Esse é um filme baseado nas hipocrisias da sociedade moderna, e o seu brilhantismo está em conseguir inserir a ironia na história através de cenas, mas também no todo. Ficção Americana é em sua estrutura e em sua essência uma grande ironia, um verdadeiro tapa na cara.

Isso porque a parte de comédia do filme, sobre os absurdos cada vez maiores envolvendo esse livro que começou como uma piada e se torna um fantasma assombrando a vida de Monk, entrega de forma descarada a crítica à forma como nós, pessoas brancas, tendemos a ver valor em histórias sobre pessoas pretas apenas se estas reforçarem narrativas de tragédia (as chamadas narrativas “importantes”). E, no entanto, o grande brilhantismo está no contraste com a porção dramática do longa, onde vemos conflitos universais de família e perda.

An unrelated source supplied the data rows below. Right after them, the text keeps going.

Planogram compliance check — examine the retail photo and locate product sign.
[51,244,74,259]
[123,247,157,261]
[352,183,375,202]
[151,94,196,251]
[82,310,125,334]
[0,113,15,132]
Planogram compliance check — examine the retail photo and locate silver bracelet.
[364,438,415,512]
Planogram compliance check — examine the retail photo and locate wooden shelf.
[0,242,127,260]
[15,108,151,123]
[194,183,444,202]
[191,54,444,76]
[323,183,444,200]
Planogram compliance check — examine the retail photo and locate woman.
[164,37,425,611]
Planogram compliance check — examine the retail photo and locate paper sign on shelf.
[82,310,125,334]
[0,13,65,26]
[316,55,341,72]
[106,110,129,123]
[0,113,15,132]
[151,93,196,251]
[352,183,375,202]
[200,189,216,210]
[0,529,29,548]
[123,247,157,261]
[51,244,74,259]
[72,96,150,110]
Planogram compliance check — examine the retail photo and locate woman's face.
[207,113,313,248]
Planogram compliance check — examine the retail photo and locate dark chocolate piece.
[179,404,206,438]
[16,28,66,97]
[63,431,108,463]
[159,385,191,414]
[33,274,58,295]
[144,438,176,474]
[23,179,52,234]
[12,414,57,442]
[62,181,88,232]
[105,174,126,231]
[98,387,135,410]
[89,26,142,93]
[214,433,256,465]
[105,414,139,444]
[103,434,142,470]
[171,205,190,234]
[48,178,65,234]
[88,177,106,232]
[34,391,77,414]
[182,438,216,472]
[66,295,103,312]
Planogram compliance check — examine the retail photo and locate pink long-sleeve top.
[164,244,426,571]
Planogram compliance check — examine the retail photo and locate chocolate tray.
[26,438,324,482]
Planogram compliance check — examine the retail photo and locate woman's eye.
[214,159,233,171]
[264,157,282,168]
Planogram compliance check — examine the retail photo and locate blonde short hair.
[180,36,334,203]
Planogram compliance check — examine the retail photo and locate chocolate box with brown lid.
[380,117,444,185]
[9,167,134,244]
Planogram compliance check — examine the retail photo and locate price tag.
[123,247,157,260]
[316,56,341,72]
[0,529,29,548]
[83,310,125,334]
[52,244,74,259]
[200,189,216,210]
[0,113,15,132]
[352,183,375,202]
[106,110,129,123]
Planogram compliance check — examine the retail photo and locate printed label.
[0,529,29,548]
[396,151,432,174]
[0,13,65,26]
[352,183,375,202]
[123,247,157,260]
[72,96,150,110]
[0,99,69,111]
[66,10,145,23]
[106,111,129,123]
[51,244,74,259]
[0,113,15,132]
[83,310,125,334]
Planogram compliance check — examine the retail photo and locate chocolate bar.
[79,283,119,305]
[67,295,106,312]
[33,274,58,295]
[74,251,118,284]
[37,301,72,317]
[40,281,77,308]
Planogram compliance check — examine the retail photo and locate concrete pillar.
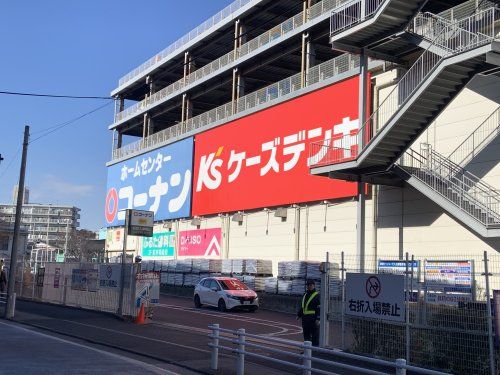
[116,130,123,148]
[304,33,316,85]
[356,51,368,272]
[142,113,149,139]
[181,94,193,123]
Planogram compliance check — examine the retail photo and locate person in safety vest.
[297,280,320,346]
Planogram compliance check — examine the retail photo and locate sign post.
[118,209,154,316]
[345,273,406,323]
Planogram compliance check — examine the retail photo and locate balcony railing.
[115,0,345,122]
[118,0,252,86]
[113,54,359,159]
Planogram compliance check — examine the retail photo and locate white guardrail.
[208,324,446,375]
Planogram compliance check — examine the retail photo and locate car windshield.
[219,279,248,290]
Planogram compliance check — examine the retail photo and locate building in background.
[12,185,30,205]
[0,189,80,254]
[0,220,29,262]
[104,0,500,274]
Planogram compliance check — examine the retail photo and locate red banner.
[192,77,366,215]
[177,228,222,258]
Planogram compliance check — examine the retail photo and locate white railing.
[118,0,252,86]
[448,107,500,167]
[115,0,354,122]
[113,54,359,159]
[208,324,445,375]
[330,0,386,35]
[310,8,498,167]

O longa é muito sobre Monk; você sente que, mais do que estar acompanhando um personagem principal, a história é narrada por ele. E ele não é um personagem agradável (se você precisa gostar do protagonista para gostar do filme, eu deixaria essa passar): orgulhoso ao extremo e mais do que um pouco mesquinho, ainda assim é possível entender sua raiva com tudo e todos. O que acaba tornando a atuação de Jeffrey Wright um dos carros-chefe do filme.

Minha Opinião

Me senti bastante desconectada do restante dos personagens de forma independente, mas tudo volta para suas relações com Monk, então no geral faz sentido. E tenha em mente que o filme, na sua intenção de ser realista, introduz vários pequenos conflitos cotidianos, muitos dos quais ficam sem resposta, e cabe ao expectador lembrar que na vida nem tudo tem uma (re)solução.

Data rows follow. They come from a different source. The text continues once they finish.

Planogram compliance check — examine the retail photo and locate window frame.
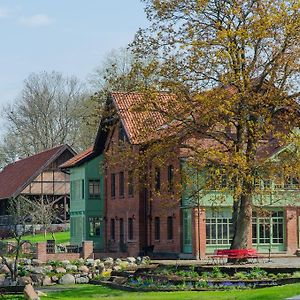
[168,165,174,193]
[167,216,174,241]
[127,218,134,241]
[88,179,101,199]
[110,173,116,198]
[110,219,116,241]
[127,171,134,197]
[154,167,161,192]
[88,216,102,237]
[119,171,125,198]
[154,217,160,241]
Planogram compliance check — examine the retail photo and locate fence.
[0,241,36,255]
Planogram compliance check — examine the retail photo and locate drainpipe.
[196,172,201,260]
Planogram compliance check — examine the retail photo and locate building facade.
[0,145,76,226]
[61,148,104,251]
[71,93,300,258]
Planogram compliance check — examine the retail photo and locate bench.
[209,249,262,264]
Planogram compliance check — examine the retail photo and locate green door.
[182,209,192,253]
[252,210,285,253]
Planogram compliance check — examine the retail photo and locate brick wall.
[105,126,182,256]
[192,208,206,258]
[285,206,298,254]
[35,241,94,263]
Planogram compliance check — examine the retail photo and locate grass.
[6,231,70,244]
[1,283,300,300]
[25,283,300,300]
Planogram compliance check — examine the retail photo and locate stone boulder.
[126,263,138,271]
[42,276,53,286]
[30,274,44,285]
[18,276,32,285]
[126,257,136,264]
[0,265,10,274]
[103,257,114,269]
[85,258,96,267]
[31,258,43,266]
[78,266,90,273]
[31,267,44,274]
[20,257,31,265]
[96,263,105,273]
[24,284,40,300]
[66,265,77,271]
[0,274,5,285]
[113,266,122,272]
[59,274,75,284]
[24,265,35,272]
[75,276,90,284]
[44,265,53,273]
[51,275,59,282]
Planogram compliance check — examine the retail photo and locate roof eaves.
[12,144,76,200]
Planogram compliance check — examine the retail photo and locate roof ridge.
[3,144,67,169]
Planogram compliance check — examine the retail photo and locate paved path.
[151,256,300,270]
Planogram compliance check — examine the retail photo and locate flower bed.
[101,267,300,291]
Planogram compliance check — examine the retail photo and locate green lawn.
[31,283,300,300]
[1,283,300,300]
[4,231,70,244]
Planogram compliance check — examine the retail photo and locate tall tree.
[132,0,300,248]
[80,48,153,146]
[2,71,87,160]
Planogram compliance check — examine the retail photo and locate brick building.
[72,93,300,258]
[0,145,76,229]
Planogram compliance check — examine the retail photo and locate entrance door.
[182,209,192,253]
[252,211,285,252]
[119,219,125,252]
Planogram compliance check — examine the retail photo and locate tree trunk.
[230,194,252,249]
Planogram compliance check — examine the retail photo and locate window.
[263,179,272,190]
[206,210,233,245]
[128,171,134,196]
[110,219,116,241]
[81,179,84,199]
[110,173,116,197]
[89,217,101,236]
[252,211,284,245]
[154,217,160,240]
[168,165,174,192]
[89,180,100,198]
[154,168,160,192]
[119,172,124,197]
[128,218,133,240]
[167,217,173,240]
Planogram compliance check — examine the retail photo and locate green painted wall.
[70,155,104,250]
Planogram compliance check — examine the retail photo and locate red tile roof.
[111,92,174,144]
[111,89,284,160]
[0,145,74,199]
[59,147,94,169]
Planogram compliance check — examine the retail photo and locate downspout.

Os últimos 40 minutos de filme, quando o problema com o livro toma proporções ridículas e Monk precisa confrontar suas opiniões (ou, melhor dizendo, é confrontado por elas), é quando o roteiro se torna incomparável. E o final eu nem quero comentar para não dar spoiler, mas basta dizer que ele aluga um triplex na mente sem possibilidade de retorno.

Potencial é aquilo que as pessoas vêem quando elas acham que o que está na frente delas não é bom o suficiente.

Ficção Americana é obrigatório para quem gosta de sátiras e principalmente para quem tem interesse nas indústrias do entretenimento, como o mercado editorial. E não se preocupe, porque apesar do nome, as discussões propostas são todas transponíveis para a realidade brasileira, inclusive se torna um exercício bastante interessante. Acima de tudo, o longa atua como uma reflexão para aqueles que se entitulam “aliados”: que tipo de narrativas não brancas você consome? E por quê?

FICÇÃO AMERICANA

Diretor: Cord Jefferson

Elenco: Jeffrey Wright, Sterling K. Brown, Erika Alexander, Leslie Uggams, Issa Rae

Ano de lançamento: 2023

Monk é um escritor negro brilhante, mas seus livros não são populares já que ele se recusa a retratar negros de forma estereotipada em seu trabalho. Ele é pressionado por seu editor a criar uma obra comercial e escreve uma história carregada de preconceitos como piada. Só que o livro se torna um best-seller da noite para o dia. Com o dinheiro caindo em sua conta, mas com a consciência pesada, Monk é obrigado a encarnar um personagem “do gueto” para manter a farsa.